Leave the butter at room temperature before starting to bake. Use the paddle attachment to mix the butter, powdered sugar, cornstarch until smooth and silky.
1 cup Butter, ¾ cup Powdered sugar, ¼ cup Cornstarch
Add the egg yolk and vanilla extract.
1 Egg yolk, 1 teaspoon Vanilla extract
Mix the flour, cinnamon, and salt, add it in two or three passes, and mix well after each. You would have a soft and smooth dough in the end.
2½ cup All-purpose flour, ½ teaspoon Salt, 1 teaspoon Cinnamon
Shape the dough into a disc, cling wrap, and chill for one hour.
Lightly flour a clean surface and roll out the dough. For easier rolling, place the dough between two pieces of wax paper. Once the dough is ¼ of an inch thick, use your snowflake or any holiday cookie cutter to cut the dough.

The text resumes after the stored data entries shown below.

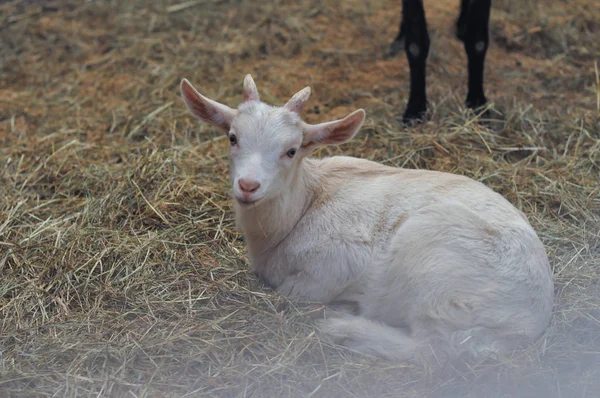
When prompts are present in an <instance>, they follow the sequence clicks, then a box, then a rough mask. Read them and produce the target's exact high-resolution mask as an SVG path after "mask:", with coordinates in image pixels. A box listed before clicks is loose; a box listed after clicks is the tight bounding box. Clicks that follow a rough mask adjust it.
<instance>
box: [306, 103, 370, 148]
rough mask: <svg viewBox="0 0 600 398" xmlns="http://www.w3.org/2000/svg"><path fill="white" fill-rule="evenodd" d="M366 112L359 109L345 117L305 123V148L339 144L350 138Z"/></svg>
mask: <svg viewBox="0 0 600 398" xmlns="http://www.w3.org/2000/svg"><path fill="white" fill-rule="evenodd" d="M365 116H366V113H365V111H364V110H363V109H358V110H356V111H354V112H352V113H351V114H349V115H348V116H346V117H345V118H343V119H340V120H335V121H333V122H327V123H320V124H314V125H311V124H307V123H303V130H304V140H303V141H302V147H303V148H311V147H313V146H317V145H338V144H343V143H344V142H346V141H348V140H350V139H351V138H352V137H354V135H355V134H356V133H357V132H358V130H359V129H360V127H361V126H362V124H363V123H364V121H365Z"/></svg>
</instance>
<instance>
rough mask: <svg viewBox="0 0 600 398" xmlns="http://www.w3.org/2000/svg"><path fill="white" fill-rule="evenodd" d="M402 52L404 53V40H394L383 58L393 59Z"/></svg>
mask: <svg viewBox="0 0 600 398" xmlns="http://www.w3.org/2000/svg"><path fill="white" fill-rule="evenodd" d="M402 51H404V40H394V41H393V42H392V44H390V46H389V47H388V49H387V52H386V53H385V56H386V57H387V58H391V57H395V56H396V55H398V54H399V53H400V52H402Z"/></svg>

Place the raw cookies on a lined baking sheet and in the fridge for 15 to 20 minutes.
In the meantime, preheat the oven to 325F. Bake the cookies for 8-10 minutes or until the edges look set. Do not overbake them, as it makes them dry and brown. Let them cool down for a few minutes, then transfer them to the cooling rack to cool down fully.